Build system for KDE4

David Johnson david at usermode.org
Tue Jun 14 04:43:57 BST 2005


On Monday 13 June 2005 07:59 pm, Michael Pyne wrote:

> Huh?  We don't in general directly interact with make and sh anyways.
> Makefile.am's are for the most part foo_SOMETHING = blah $(foo2)
> which isn't anywhere near a Makefile syntax.  Sure you can add
> make-specific stuff if you want, but for the most part it's not
> exposed to us.

Normally we don't deal with them directly. But that doesn't me we never 
do. If we don't have a generic vanilla application, then we might have 
to. Maybe we need to write a macro/function to detect a library that 
isn't already covered by acinclude or aclocal. Or maybe we need to do 
something special during install and thus need to fiddle with 
Makefile.am.

> Likewise with sh.  I think there are much more people familiar (or
> could quickly become familiar) with Python, Ruby, et al. than could
> use m4.  If we use sh for familiarity then we get into the issue of
> various shell-specifics, like features which work with shell foo but
> not shell bar.  I think if you're experienced enough to deal with sh
> portability issues then you can handle some Python. :P

I'm probably wrong on this. I'm middle aged and come from the systems 
programming world. People in my peer group would be so embarassed to be 
caught not knowing sh that they would forced to change professions. I 
understand that there are younger people in other areas of programming 
that have much different backgrounds. I know this because I'm always 
correcting their #!/bin/sh scripts that mistakenly use bash 
extensions :-)

> Besides, there's no reason that people have to be forced into using
> the language syntax, there's no reason that if the build system were
> written in Python or Ruby or what have you that it couldn't still
> read Makefile.am and some form of simple configure script.

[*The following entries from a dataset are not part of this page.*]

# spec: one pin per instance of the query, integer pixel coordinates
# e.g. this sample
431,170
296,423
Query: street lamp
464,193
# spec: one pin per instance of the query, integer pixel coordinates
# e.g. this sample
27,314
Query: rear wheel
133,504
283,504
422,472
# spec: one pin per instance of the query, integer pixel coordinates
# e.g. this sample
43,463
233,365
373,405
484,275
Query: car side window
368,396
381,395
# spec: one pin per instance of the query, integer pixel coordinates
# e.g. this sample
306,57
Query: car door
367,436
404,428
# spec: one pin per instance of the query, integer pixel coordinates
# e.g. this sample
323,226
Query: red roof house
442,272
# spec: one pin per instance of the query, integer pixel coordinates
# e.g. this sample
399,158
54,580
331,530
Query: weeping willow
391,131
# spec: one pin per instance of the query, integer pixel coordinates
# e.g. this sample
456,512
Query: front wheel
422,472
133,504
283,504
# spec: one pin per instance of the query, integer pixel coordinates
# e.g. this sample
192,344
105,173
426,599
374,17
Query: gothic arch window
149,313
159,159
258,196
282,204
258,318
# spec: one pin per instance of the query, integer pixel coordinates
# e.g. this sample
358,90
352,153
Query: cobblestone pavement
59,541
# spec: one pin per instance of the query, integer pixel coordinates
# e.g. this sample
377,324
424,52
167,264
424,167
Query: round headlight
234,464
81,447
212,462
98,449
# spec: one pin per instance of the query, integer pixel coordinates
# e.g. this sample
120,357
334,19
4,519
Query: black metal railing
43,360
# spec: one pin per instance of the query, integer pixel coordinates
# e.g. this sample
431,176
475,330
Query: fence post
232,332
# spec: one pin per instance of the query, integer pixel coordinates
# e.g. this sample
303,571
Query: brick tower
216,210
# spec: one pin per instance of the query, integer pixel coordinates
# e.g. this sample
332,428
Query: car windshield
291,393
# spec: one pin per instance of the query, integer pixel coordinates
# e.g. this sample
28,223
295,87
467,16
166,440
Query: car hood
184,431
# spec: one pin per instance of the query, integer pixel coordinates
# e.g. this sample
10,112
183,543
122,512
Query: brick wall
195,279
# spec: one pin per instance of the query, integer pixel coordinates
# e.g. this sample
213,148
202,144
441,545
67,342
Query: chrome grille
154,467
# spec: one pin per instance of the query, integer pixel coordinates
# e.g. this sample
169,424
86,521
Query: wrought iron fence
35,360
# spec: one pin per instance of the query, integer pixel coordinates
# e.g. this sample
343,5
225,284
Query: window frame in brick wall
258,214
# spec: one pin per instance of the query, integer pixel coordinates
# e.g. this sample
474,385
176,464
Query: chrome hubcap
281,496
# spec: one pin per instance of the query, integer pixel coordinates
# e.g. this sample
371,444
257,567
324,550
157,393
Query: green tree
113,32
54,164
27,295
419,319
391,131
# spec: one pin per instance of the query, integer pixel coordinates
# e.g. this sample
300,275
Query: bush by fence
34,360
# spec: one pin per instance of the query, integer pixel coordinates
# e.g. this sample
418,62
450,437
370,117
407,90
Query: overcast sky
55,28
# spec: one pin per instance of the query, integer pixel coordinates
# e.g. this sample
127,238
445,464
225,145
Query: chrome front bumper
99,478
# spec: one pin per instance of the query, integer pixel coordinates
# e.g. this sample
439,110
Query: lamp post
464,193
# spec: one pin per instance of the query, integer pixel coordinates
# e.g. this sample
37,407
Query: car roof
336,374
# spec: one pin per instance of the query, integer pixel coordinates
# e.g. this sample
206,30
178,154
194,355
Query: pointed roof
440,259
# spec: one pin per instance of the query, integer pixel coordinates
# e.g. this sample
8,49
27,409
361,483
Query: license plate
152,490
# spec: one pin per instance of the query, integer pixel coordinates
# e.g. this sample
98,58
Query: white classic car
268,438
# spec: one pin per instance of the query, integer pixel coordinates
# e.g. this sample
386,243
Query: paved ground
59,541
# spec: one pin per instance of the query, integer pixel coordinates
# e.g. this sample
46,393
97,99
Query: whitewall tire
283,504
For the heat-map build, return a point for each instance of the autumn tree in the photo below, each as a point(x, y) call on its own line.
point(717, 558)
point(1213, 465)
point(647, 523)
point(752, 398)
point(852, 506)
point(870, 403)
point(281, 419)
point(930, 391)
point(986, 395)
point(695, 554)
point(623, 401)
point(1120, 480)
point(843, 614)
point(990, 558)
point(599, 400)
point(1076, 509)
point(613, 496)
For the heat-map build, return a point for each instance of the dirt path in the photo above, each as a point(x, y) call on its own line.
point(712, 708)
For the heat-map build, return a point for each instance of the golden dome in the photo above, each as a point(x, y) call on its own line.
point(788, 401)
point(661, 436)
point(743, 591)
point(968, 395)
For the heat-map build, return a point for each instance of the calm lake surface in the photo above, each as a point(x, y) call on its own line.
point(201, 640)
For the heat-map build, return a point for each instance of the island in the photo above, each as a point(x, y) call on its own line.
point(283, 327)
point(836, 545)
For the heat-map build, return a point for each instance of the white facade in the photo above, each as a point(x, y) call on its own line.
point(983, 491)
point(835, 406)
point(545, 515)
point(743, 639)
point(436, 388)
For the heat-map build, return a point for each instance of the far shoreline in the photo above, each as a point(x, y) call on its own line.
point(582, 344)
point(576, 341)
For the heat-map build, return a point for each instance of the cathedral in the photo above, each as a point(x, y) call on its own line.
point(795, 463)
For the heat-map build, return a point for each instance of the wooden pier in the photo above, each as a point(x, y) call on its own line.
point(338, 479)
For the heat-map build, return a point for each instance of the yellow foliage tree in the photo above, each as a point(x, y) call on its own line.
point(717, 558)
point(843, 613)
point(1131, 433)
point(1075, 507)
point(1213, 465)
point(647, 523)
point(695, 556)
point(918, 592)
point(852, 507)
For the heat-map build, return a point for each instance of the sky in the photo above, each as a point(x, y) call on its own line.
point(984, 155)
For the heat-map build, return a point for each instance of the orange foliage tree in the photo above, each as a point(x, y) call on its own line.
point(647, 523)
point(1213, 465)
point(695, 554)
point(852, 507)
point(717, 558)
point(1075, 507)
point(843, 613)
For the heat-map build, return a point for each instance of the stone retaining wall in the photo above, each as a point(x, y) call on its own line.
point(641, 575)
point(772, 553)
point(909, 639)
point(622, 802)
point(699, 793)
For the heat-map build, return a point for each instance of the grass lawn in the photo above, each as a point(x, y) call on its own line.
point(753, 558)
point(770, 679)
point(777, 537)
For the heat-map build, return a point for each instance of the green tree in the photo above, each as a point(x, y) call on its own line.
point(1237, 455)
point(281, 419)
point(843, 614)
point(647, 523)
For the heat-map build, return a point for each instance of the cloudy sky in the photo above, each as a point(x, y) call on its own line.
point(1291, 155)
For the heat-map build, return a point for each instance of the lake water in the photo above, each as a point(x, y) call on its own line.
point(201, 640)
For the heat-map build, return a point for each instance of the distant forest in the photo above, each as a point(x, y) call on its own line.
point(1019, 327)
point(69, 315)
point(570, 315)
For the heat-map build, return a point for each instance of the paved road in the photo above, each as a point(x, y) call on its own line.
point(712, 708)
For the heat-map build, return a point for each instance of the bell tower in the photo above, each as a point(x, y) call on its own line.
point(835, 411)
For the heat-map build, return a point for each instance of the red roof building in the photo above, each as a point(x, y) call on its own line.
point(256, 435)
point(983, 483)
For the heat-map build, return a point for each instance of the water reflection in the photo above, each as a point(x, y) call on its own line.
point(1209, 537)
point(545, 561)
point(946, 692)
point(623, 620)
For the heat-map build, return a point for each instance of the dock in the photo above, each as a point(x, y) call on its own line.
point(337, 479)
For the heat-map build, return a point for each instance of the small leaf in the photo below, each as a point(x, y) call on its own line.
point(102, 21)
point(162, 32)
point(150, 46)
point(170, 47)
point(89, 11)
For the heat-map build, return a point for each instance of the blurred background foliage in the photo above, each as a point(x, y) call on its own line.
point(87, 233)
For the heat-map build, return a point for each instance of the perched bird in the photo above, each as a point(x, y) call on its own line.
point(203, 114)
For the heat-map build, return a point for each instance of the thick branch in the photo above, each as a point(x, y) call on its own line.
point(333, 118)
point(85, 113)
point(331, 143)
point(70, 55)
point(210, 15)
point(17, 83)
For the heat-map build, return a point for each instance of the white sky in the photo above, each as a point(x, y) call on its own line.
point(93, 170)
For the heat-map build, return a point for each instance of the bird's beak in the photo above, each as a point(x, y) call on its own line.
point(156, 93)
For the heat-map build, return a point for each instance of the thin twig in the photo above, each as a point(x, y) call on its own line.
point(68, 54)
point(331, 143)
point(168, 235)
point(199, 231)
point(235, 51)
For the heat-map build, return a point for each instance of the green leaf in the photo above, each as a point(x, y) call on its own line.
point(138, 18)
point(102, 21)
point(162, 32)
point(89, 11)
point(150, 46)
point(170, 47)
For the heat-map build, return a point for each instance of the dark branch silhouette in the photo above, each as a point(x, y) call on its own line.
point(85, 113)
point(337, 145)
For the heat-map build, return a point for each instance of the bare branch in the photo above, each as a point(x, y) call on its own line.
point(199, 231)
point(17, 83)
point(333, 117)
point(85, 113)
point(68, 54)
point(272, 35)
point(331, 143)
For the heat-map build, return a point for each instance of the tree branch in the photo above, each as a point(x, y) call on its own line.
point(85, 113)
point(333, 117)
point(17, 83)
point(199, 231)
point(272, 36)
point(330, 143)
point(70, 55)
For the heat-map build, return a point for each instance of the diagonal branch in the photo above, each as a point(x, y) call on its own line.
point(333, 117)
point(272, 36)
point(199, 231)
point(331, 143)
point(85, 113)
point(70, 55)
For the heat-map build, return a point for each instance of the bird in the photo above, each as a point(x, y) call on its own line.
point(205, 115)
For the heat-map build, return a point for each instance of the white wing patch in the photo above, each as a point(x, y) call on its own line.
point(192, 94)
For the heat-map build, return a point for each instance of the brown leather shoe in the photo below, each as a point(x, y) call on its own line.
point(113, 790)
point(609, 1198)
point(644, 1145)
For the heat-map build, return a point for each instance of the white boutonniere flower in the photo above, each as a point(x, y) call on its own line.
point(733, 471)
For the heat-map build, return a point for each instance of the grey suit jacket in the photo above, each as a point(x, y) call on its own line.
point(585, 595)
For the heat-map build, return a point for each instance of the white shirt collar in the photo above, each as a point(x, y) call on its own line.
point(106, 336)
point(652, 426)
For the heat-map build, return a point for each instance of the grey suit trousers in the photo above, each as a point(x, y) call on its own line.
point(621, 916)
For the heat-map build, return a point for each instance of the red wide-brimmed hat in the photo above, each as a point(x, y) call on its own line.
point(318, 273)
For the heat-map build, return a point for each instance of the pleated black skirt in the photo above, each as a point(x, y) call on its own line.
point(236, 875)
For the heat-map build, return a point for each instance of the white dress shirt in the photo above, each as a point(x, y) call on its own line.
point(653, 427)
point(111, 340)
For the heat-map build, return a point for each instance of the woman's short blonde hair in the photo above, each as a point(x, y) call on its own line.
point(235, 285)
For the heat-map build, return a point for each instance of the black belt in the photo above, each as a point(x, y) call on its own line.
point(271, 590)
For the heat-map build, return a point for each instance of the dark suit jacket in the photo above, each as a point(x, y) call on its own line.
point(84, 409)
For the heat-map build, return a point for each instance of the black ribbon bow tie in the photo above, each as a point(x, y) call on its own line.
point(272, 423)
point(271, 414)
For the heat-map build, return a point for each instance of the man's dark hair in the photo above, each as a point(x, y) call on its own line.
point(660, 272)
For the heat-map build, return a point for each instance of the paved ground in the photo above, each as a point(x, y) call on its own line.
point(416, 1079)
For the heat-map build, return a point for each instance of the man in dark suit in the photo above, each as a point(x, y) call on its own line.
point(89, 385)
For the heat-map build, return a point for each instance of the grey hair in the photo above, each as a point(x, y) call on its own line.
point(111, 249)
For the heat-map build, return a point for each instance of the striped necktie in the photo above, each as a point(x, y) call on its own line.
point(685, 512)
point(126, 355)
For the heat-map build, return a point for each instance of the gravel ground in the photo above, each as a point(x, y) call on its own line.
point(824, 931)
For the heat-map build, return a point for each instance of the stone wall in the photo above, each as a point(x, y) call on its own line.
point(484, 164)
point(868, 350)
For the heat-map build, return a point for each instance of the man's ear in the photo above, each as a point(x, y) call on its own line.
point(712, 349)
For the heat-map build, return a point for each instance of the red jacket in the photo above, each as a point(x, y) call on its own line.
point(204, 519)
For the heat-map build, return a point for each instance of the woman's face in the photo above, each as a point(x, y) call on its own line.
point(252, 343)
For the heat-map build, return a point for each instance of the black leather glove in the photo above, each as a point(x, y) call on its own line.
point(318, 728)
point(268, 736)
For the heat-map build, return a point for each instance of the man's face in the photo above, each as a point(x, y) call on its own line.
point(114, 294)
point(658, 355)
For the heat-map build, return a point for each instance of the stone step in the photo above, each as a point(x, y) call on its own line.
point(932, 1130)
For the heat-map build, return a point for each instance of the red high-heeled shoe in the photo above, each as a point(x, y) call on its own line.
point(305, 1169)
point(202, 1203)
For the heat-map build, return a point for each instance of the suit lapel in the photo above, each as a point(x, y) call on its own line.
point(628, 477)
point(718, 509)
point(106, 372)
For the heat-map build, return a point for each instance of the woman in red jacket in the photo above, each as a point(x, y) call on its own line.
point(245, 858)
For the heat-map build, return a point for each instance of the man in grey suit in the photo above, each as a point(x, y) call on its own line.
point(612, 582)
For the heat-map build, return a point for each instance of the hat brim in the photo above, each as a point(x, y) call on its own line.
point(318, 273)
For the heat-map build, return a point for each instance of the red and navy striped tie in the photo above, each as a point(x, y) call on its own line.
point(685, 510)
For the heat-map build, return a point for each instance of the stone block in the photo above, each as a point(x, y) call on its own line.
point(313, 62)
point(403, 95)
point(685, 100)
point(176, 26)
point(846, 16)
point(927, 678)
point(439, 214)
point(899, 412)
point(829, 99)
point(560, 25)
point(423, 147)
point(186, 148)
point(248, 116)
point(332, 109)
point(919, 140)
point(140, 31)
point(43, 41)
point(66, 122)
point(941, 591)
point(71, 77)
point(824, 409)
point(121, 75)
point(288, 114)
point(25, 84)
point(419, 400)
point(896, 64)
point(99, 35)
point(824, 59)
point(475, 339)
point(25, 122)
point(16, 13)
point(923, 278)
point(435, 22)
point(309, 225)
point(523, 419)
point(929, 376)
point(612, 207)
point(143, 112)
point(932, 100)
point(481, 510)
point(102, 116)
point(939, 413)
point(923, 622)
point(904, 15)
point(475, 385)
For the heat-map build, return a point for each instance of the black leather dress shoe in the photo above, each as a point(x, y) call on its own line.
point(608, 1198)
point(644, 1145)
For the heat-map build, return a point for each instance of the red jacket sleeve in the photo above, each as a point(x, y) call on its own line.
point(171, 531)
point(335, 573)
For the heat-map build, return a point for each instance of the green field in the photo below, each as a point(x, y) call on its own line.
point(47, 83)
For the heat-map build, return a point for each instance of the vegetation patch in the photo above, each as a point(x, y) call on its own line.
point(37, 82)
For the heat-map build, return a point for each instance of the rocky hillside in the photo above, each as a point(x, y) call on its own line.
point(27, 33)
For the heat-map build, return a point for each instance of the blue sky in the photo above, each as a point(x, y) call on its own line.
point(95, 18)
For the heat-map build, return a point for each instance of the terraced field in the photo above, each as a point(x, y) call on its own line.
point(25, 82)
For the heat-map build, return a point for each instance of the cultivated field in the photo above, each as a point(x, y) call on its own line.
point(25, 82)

That was the whole point of my post, though perhaps I didn't state it 
well. One shouldn't have to learn Python (Ruby, Scheme, Ocaml, etc) in 
order to build their C++ application.

I can understand most Makefiles in a BSD ports tree, but unless the 
application is generic vanilla needing no special treatment, I have a 
hard time understanding "simple" emerge scripts in Gentoo. This is 
because I've not taken the time to sit down and learn Python. Shame on 
me.

> Besides that I can almost guarantee that use of shell in configure
> scripts in KDE is almost always copied from somewhere else until it
> works.  Few people actually have a clue what they're doing. :P

This explains a great many things!

> I guarantee people wouldn't be fleeing autotools left and right if it
> were easy to use.

I never said it was easy, I was merely expressing a hope that whatever 
replaces it has a shallow learning curve.